The entire time I knew Ethan, he complained about being trapped. Ironically, he wasn’t talking about the army. He meant his family dynamic. After a long night of him fighting off insurgents while I treated the wounded, I asked him why he chose to be a part of the Ranger Regiment when he had a wife and two children back home. He told me he never asked for that life. Mackenzie had gotten pregnant, and he felt he had to do the right thing: marry her. But he hated that lifestyle. He made me believe she was this awful person.
The asshole.
Or should I say, dumb motherfucker?
How could he say those things about her? Or better yet, why wouldn’t he want to be with her? It makes no sense. From what little I’ve seen, Mackenzie is perfect. Not only is she knockdown gorgeous, but she has a little sass to her despite her shitty circumstances. But he got one thing right—she’s strong.

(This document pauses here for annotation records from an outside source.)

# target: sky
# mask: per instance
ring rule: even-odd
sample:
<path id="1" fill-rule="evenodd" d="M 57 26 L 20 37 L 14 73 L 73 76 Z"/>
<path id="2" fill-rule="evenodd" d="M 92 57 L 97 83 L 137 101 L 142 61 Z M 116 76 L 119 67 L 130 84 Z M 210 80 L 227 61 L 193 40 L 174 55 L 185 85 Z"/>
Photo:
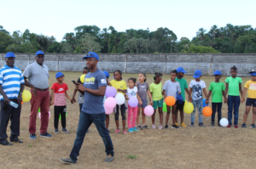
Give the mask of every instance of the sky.
<path id="1" fill-rule="evenodd" d="M 255 0 L 1 0 L 0 25 L 15 31 L 54 36 L 61 42 L 79 25 L 127 29 L 167 27 L 178 40 L 226 24 L 256 27 Z"/>

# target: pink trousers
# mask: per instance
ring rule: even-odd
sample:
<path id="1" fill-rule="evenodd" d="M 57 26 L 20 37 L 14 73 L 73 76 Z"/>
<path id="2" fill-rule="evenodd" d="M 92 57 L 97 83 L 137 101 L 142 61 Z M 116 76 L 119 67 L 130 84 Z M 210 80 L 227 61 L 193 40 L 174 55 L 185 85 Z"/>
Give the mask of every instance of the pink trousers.
<path id="1" fill-rule="evenodd" d="M 127 117 L 128 128 L 133 128 L 135 127 L 137 114 L 137 106 L 130 107 L 130 105 L 128 104 L 128 117 Z M 132 115 L 132 122 L 131 123 L 131 115 Z"/>

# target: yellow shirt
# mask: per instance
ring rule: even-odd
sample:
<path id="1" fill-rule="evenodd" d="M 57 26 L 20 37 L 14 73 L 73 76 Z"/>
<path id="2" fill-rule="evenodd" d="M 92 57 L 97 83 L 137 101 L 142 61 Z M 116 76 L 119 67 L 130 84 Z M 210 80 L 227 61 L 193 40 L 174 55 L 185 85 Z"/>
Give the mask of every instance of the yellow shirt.
<path id="1" fill-rule="evenodd" d="M 126 90 L 127 89 L 126 83 L 124 80 L 122 80 L 122 81 L 112 80 L 110 82 L 110 84 L 111 84 L 111 86 L 115 87 L 116 90 L 117 89 L 121 89 L 121 90 Z M 122 93 L 122 92 L 120 92 L 120 93 L 125 95 L 124 93 Z"/>
<path id="2" fill-rule="evenodd" d="M 247 98 L 256 99 L 256 82 L 253 82 L 252 80 L 247 81 L 245 83 L 244 87 L 247 88 Z"/>

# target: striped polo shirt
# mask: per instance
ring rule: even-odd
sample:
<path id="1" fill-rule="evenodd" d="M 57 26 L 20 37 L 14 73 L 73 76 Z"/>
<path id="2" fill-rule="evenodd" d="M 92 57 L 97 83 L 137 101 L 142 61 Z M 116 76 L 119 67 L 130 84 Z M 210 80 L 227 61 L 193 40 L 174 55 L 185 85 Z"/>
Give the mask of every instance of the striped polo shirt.
<path id="1" fill-rule="evenodd" d="M 25 83 L 22 71 L 20 69 L 4 65 L 0 69 L 0 84 L 3 90 L 9 99 L 18 99 L 20 84 Z M 3 97 L 0 95 L 0 100 Z"/>

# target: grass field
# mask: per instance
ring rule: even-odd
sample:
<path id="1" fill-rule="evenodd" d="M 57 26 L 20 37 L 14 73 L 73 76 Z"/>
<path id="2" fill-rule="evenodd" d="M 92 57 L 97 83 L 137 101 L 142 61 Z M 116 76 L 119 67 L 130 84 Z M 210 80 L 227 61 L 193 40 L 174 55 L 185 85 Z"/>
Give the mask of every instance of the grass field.
<path id="1" fill-rule="evenodd" d="M 55 82 L 55 72 L 50 72 L 50 87 L 53 82 Z M 72 96 L 74 85 L 71 81 L 77 80 L 81 73 L 64 72 L 64 82 L 68 85 L 68 94 Z M 147 82 L 150 84 L 153 82 L 152 75 L 147 76 Z M 131 76 L 137 77 L 137 75 L 123 76 L 125 81 Z M 110 77 L 113 78 L 113 74 Z M 192 76 L 185 76 L 184 77 L 189 84 Z M 225 78 L 222 77 L 221 81 L 224 82 Z M 162 83 L 168 79 L 169 76 L 164 75 Z M 213 76 L 202 76 L 201 79 L 206 82 L 207 87 L 210 82 L 214 81 Z M 243 77 L 243 84 L 249 79 L 250 77 Z M 12 147 L 0 146 L 0 168 L 255 168 L 256 130 L 241 128 L 245 104 L 240 106 L 238 129 L 210 127 L 211 117 L 205 116 L 203 116 L 203 122 L 207 127 L 198 127 L 198 114 L 196 113 L 195 127 L 161 131 L 150 127 L 149 130 L 143 130 L 128 135 L 115 134 L 113 132 L 116 127 L 112 114 L 109 129 L 114 146 L 114 161 L 111 163 L 103 162 L 106 158 L 104 144 L 95 126 L 92 125 L 90 127 L 90 132 L 85 136 L 77 164 L 63 165 L 59 159 L 69 156 L 79 118 L 79 104 L 77 103 L 71 104 L 68 100 L 67 103 L 67 128 L 70 133 L 54 134 L 54 111 L 51 106 L 52 115 L 49 119 L 48 132 L 53 137 L 49 138 L 39 137 L 40 121 L 38 118 L 37 140 L 29 139 L 30 103 L 25 103 L 22 105 L 20 136 L 25 143 L 15 144 Z M 224 104 L 223 117 L 227 118 L 227 105 Z M 165 119 L 164 116 L 164 121 Z M 185 124 L 189 126 L 189 121 L 190 115 L 185 114 Z M 121 120 L 119 122 L 121 124 Z M 179 118 L 178 122 L 180 122 Z M 247 126 L 251 122 L 252 112 L 248 115 Z M 151 127 L 150 117 L 147 117 L 146 124 Z M 160 124 L 158 113 L 155 124 L 157 127 Z M 172 118 L 169 120 L 170 125 L 172 125 Z M 59 128 L 61 127 L 59 127 Z M 128 155 L 131 157 L 127 158 Z M 137 155 L 137 158 L 132 159 L 135 157 L 133 155 Z"/>

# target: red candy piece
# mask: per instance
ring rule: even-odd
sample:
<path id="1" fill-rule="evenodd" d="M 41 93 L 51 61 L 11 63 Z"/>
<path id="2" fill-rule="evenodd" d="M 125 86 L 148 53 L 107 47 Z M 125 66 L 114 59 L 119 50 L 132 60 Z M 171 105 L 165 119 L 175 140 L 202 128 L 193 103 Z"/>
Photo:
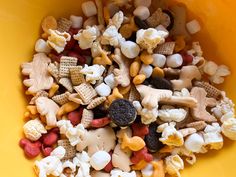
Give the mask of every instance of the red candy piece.
<path id="1" fill-rule="evenodd" d="M 42 143 L 46 146 L 52 146 L 57 143 L 59 138 L 58 128 L 50 130 L 47 134 L 42 136 Z"/>
<path id="2" fill-rule="evenodd" d="M 104 117 L 104 118 L 92 120 L 90 126 L 94 128 L 101 128 L 101 127 L 105 127 L 110 122 L 111 122 L 111 119 L 109 117 Z"/>
<path id="3" fill-rule="evenodd" d="M 81 55 L 79 55 L 79 54 L 78 54 L 77 52 L 75 52 L 75 51 L 70 51 L 70 52 L 68 53 L 68 56 L 69 56 L 69 57 L 75 57 L 75 58 L 77 58 L 77 59 L 78 59 L 78 63 L 79 63 L 80 65 L 83 65 L 83 64 L 86 63 L 86 58 L 83 57 L 83 56 L 81 56 Z"/>
<path id="4" fill-rule="evenodd" d="M 44 157 L 50 156 L 52 151 L 53 151 L 52 147 L 44 147 L 42 145 L 42 153 L 43 153 Z"/>
<path id="5" fill-rule="evenodd" d="M 20 147 L 24 150 L 26 157 L 35 158 L 40 154 L 40 148 L 42 144 L 39 141 L 31 142 L 26 138 L 23 138 L 19 142 Z"/>
<path id="6" fill-rule="evenodd" d="M 109 152 L 110 156 L 112 156 L 112 152 Z M 105 166 L 104 171 L 110 173 L 113 169 L 112 160 Z"/>
<path id="7" fill-rule="evenodd" d="M 139 136 L 141 138 L 144 138 L 145 135 L 149 133 L 148 126 L 141 123 L 133 123 L 131 125 L 131 128 L 133 130 L 133 136 Z"/>
<path id="8" fill-rule="evenodd" d="M 72 111 L 68 114 L 68 120 L 70 120 L 73 126 L 76 126 L 81 122 L 82 114 L 83 108 L 79 108 L 79 110 Z"/>
<path id="9" fill-rule="evenodd" d="M 146 162 L 151 162 L 153 160 L 152 154 L 148 153 L 148 150 L 146 147 L 141 149 L 140 151 L 133 152 L 133 156 L 131 157 L 130 161 L 133 164 L 139 163 L 141 160 L 144 160 Z"/>

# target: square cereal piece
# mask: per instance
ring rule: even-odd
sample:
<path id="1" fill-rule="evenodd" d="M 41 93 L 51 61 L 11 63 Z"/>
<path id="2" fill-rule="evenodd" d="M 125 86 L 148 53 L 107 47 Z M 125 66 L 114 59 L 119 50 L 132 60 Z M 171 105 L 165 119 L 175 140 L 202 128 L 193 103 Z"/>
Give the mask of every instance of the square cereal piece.
<path id="1" fill-rule="evenodd" d="M 71 25 L 72 25 L 72 22 L 66 18 L 59 18 L 57 20 L 57 30 L 62 33 L 68 32 Z"/>
<path id="2" fill-rule="evenodd" d="M 78 59 L 75 57 L 66 57 L 62 56 L 60 60 L 60 77 L 69 77 L 70 76 L 70 68 L 77 65 Z"/>
<path id="3" fill-rule="evenodd" d="M 84 128 L 88 128 L 90 126 L 90 123 L 92 122 L 93 118 L 93 111 L 87 109 L 83 110 L 81 124 L 84 126 Z"/>
<path id="4" fill-rule="evenodd" d="M 59 80 L 59 83 L 60 83 L 63 87 L 65 87 L 69 92 L 71 92 L 71 93 L 73 92 L 73 85 L 72 85 L 70 79 L 68 79 L 68 78 L 61 78 L 61 79 Z"/>
<path id="5" fill-rule="evenodd" d="M 92 99 L 97 96 L 97 92 L 89 83 L 82 83 L 75 86 L 74 89 L 84 103 L 90 103 Z"/>
<path id="6" fill-rule="evenodd" d="M 104 101 L 106 101 L 106 97 L 97 97 L 93 99 L 89 105 L 87 106 L 87 109 L 93 109 L 102 104 Z"/>
<path id="7" fill-rule="evenodd" d="M 155 53 L 162 55 L 172 55 L 175 49 L 175 42 L 165 42 L 164 44 L 158 45 L 154 50 Z"/>
<path id="8" fill-rule="evenodd" d="M 66 92 L 66 93 L 52 97 L 52 100 L 55 101 L 59 105 L 64 105 L 69 102 L 69 99 L 68 99 L 69 96 L 70 96 L 70 92 Z"/>
<path id="9" fill-rule="evenodd" d="M 84 75 L 80 73 L 82 68 L 82 66 L 73 66 L 70 68 L 71 82 L 74 86 L 85 82 Z"/>
<path id="10" fill-rule="evenodd" d="M 71 146 L 70 141 L 67 139 L 58 140 L 58 146 L 62 146 L 66 150 L 66 154 L 62 160 L 71 160 L 76 156 L 75 147 Z"/>
<path id="11" fill-rule="evenodd" d="M 41 90 L 36 93 L 36 95 L 30 100 L 29 104 L 35 104 L 35 100 L 39 97 L 48 97 L 48 92 Z"/>
<path id="12" fill-rule="evenodd" d="M 58 82 L 59 80 L 59 64 L 58 63 L 50 63 L 48 65 L 48 72 L 56 79 Z"/>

My feet pound against the pavement. I’m nothing but a hypocrite. Here I stand judging him while it’s me who took him away from her. It’s my fault I left her a widow and those kids fatherless. I need to stay the fuck away and not think about those green eyes boring into my soul. She looked at me, and I was ready to confess everything I knew. But I don’t want to leave before making sure she’s okay. Back in Afghanistan, I swore to protect her and the kids. It’s my duty. My honor. My last tribute to my fallen brother. But I have a feeling Ethan got another thing right about Mackenzie. She’ll definitely push me away if she finds out who I am.
No, there’s no point in upsetting her like that. No good can come of it. I can keep my hormones in check. It won’t be hard. She’s off-limits. I’m too old and too disciplined to fall for her. And my life is all about structure, even before the government had owned my ass.
When I come back from my morning run, I grab a shower. Mackenzie is settling well in Naperville. She has a job. Couple that with her military payoff, and her financials should be set. Overall, I’d say she’s in good shape. I’ll be able to pull out of town by evening. Better yet, by mid-afternoon, if the air conditioner part gets delivered. The mechanic should have my truck done today.
But after I get dressed, I don’t pack any of my clothes and toiletries. Instead, I find my feet stepping into Brewed Awakening. I’ll do one last check on her to test my theory that she’s okay.